Prallent after Dodd
View of the Celestial Influx on the Body of Man as illustrated in Culpeper's Family Physician and Sibley's Occult Sciences, circa 1810
Line and stipple engraving printed in black and bistre with hand colored added later
Image dimensions: 8.375 x 6.5 in (21.2 x 16.5 cm)
An early 19th C. representation of the purported influences of the signs of the Zodiac on the body.
Custom framed our in 22k yellow gold lead cassetta profile frame with hand sgraffito, 8ply depth continuously wrapped silk matting and museum anti-reflection glass.

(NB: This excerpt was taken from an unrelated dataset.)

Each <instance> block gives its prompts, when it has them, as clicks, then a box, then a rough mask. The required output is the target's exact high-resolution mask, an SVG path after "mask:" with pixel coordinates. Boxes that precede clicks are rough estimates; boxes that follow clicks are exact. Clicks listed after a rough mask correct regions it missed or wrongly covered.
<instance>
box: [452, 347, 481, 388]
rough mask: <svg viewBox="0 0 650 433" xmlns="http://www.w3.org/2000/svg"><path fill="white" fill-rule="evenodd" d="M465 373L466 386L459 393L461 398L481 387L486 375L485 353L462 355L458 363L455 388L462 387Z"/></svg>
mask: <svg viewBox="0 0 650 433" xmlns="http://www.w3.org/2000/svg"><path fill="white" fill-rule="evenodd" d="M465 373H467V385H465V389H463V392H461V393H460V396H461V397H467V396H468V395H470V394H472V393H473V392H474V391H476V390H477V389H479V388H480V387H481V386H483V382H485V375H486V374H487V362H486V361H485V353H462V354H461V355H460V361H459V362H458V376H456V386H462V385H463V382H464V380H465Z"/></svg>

Physician, astrologer and occult philosopher, Ebenezer Sibly (1751-99) wrote popular works of medical theory and advice, including Culpepers English Physician (1789) and this companion volume of 1795. A synthesis of theology, natural philosophy and medical science, the book argues for a microcosmic understanding of the human body as a composite of the four essential elements. An ambitious work, it bears witness to an important era in the development of modern medicine, as Sibly looks to combine an older hermetic tradition with new Enlightenment-era insights into the physical universe. In the final section of the work, Sibly touts his remedies, Lunar Tincture and Solar Tincture, developed to act upon female and male ailments, respectively. Composed from the pabulum of the universe, these medicines, Sibly claims, cure everything from gunshot wounds to dog bites.